Holding people accountable for their Brier scores in tournaments might not seem a sharp break from what we routinely do in everyday life. Don’t we already hold each other accountable for the accuracy of our opinions? We do, sometimes. But we tend to be sloppy and conflate goals.
Accurately appraising reality is only one of a number of difficult-to-disentangle functions our opinions serve in everyday life. We also use our opinions to signal our membership in communities of co-believers.17 Members in good standing of any self-respecting ideological tribe are supposed to line up their beliefs about which policies on taxation or school vouchers or the Middle East will deliver good or bad results to which deserving groups. Adopting the views of our co-believers and distancing ourselves from non-believers are the obvious, low-effort, low-risk strategies for coping with such a world. Why bother thinking through issues on your own if your first reward for doing so is to be marginalized by the people whose esteem you most value? Imagine you are a scientist who sets aside time to sift through reports of the Inter-Governmental Panel on Climate Change and you emerge 70 percent confident that global temperatures will be in line with their projections. In the eyes of many, you have just signaled: “30 percent of me is flirting with the denialists.” It is easier and safer to declare: I stand with my tribe.”

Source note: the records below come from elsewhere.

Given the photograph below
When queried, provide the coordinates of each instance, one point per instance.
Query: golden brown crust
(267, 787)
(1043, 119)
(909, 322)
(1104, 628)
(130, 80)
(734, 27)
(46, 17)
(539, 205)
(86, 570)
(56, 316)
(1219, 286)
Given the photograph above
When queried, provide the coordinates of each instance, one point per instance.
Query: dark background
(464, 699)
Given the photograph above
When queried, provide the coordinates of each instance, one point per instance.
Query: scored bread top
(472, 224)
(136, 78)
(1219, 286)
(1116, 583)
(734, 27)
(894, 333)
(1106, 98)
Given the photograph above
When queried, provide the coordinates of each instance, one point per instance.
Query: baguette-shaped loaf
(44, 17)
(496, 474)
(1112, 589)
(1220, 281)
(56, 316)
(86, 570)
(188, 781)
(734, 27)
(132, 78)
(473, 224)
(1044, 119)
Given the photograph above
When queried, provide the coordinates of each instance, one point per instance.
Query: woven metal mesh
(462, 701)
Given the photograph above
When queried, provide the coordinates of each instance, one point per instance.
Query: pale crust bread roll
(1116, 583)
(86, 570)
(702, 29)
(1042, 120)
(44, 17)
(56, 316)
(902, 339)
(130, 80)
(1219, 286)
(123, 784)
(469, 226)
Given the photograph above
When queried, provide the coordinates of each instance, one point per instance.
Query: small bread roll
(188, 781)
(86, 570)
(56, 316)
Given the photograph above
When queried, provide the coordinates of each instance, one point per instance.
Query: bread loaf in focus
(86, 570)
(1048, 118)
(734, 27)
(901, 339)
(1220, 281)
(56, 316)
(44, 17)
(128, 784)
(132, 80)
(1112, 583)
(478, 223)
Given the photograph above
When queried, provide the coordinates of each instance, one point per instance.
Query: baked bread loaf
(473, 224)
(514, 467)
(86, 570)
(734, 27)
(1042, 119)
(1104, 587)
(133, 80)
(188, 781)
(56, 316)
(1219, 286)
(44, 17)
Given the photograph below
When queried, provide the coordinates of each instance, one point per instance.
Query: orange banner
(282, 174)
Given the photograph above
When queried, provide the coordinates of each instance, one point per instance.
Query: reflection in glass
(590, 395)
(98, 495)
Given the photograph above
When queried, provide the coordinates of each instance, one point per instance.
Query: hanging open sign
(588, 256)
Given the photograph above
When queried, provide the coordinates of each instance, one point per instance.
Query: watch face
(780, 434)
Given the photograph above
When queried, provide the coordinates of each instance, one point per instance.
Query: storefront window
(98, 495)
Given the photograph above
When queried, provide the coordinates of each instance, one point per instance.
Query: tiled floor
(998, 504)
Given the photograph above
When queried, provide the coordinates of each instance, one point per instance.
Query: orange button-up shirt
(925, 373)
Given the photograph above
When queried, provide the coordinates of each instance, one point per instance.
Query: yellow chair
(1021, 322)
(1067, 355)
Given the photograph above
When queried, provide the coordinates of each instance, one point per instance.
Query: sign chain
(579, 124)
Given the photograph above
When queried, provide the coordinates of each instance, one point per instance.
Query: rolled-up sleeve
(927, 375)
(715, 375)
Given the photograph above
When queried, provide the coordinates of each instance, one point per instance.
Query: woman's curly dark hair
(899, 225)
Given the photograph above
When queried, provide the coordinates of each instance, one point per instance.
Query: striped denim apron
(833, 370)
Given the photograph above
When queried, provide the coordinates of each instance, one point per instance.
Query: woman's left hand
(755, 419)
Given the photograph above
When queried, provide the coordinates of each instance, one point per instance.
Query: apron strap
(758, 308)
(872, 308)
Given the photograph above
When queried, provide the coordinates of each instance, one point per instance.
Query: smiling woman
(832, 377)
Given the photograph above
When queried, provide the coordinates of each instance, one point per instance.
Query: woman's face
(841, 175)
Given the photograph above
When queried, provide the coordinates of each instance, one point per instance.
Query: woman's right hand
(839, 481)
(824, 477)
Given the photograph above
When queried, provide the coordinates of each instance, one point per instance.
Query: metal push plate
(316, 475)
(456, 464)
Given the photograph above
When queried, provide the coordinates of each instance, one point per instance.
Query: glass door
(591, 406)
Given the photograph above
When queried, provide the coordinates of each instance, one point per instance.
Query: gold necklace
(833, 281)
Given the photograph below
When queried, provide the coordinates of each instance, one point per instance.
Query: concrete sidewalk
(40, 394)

All this implies that it won’t be easy to persuade people to sign up and stick with tournaments. Making it even harder, most people are, deep down, “naïve realists” who don’t appreciate the messy mix of functions their opinions serve. They feel they already are “objective” and resent implications to the contrary.18 They see no big gain, and considerable inconvenience, from joining tournaments that require stepping outside their familiar world in which co-believers help each other keep score—and entering an alien world in which accuracy trumps affinity.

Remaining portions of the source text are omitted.